The Chrysalis does have a type of wing structure that allows you to
readjust washout by re-shrinking the covering, and we've found that the
airplane's basic stability can be increased a bit (although it's already
extremely stable to begin with) by adding extra washout, at the expense of
a small amount of high-speed performance (in other words, launch height and
penetration). We explain this in the instructions as an option for a
beginner who happens to want even more stability. There are also other
stability-related options included, such as two different sizes of
conventional tails.
As far as turning radius and washout are concerned, the basic problem in
extremely tight turns cannot be fixed by washout. The inside wingtip in
such a turn is flying slower than the outside wingtip, with an airspeed
difference in some cases of 2:1 or more. This means that the inside wingtip
could be asked to develop more than four times the lift coefficient of the
outside wing tip (which could be even more than the lift coefficient at the
wing root), with only half the Reynolds number! If it doesn't succeed in
this, the lift developed by the two wings will not be equal, and the
airplane will therefore not be able to hold a constant bank angle. The only
way to properly fix this efficiently is through clever tailoring of the
airfoils and chords along the span, which I did in the design of the wing
of the Chrysalis. It was a huge amount of engineering work to get it right,
with non-linear tailoring and blending of airfoils all along the span, but
the results made it well worth the effort.

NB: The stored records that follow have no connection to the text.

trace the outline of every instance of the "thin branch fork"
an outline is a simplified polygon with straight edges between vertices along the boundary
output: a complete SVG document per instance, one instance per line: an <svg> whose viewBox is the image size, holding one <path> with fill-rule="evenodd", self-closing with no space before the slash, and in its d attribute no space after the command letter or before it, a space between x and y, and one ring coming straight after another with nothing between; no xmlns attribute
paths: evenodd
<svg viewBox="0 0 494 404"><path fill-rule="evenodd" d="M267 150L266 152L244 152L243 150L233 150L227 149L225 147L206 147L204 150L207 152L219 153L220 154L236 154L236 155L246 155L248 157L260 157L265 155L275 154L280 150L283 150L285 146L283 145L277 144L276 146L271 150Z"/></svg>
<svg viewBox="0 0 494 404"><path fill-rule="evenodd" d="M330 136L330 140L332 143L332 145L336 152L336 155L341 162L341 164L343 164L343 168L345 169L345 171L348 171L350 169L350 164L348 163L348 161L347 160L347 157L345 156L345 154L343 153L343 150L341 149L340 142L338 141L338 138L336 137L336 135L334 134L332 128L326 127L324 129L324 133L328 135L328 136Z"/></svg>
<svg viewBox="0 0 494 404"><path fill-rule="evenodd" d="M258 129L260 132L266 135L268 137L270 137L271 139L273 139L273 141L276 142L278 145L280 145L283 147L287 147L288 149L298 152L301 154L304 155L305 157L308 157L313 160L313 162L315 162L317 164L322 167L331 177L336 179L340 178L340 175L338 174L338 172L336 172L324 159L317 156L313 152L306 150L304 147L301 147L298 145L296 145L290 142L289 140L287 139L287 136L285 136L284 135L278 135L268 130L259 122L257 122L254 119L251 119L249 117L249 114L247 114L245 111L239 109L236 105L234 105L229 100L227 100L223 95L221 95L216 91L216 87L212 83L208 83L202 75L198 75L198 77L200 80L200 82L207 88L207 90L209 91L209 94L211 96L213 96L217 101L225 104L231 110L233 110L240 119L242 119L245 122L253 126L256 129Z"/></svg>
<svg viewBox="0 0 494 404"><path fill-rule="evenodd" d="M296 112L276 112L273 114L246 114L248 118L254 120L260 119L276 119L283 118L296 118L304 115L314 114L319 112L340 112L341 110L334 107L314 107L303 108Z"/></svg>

If you tried to fix this problem with washout, you would simply force the
plane to yaw more or use more aileron in a turn to make enough lift on the
inside wing panel to hold the bank angle constant, and the inside wingtip
would still stall at the same angle of attack. The only way to
significantly help the point of tip-stall would be to use so much washout
that the tips would both stop producing much lift, forcing the center
section to do all the work of supporting the plane. This would be extremely
inefficient, resulting in a 1.5 meter model with the performance of a 1.0
meter model! In all probability, such a plane would turn even worse than
one that didn't use excessive washout. It would also have very bad level
flight high-speed performance since the tips would almost certainly be
lifting downwards! The proper fix is to determine what's expected
aerodynamically at each location along the span during a turn, and design
the local airfoils and chords to deal with these requirements naturally (as
we did in the design of the Chrysalis), without resorting to major
distortions in the lift distribution from the use of excessive washout.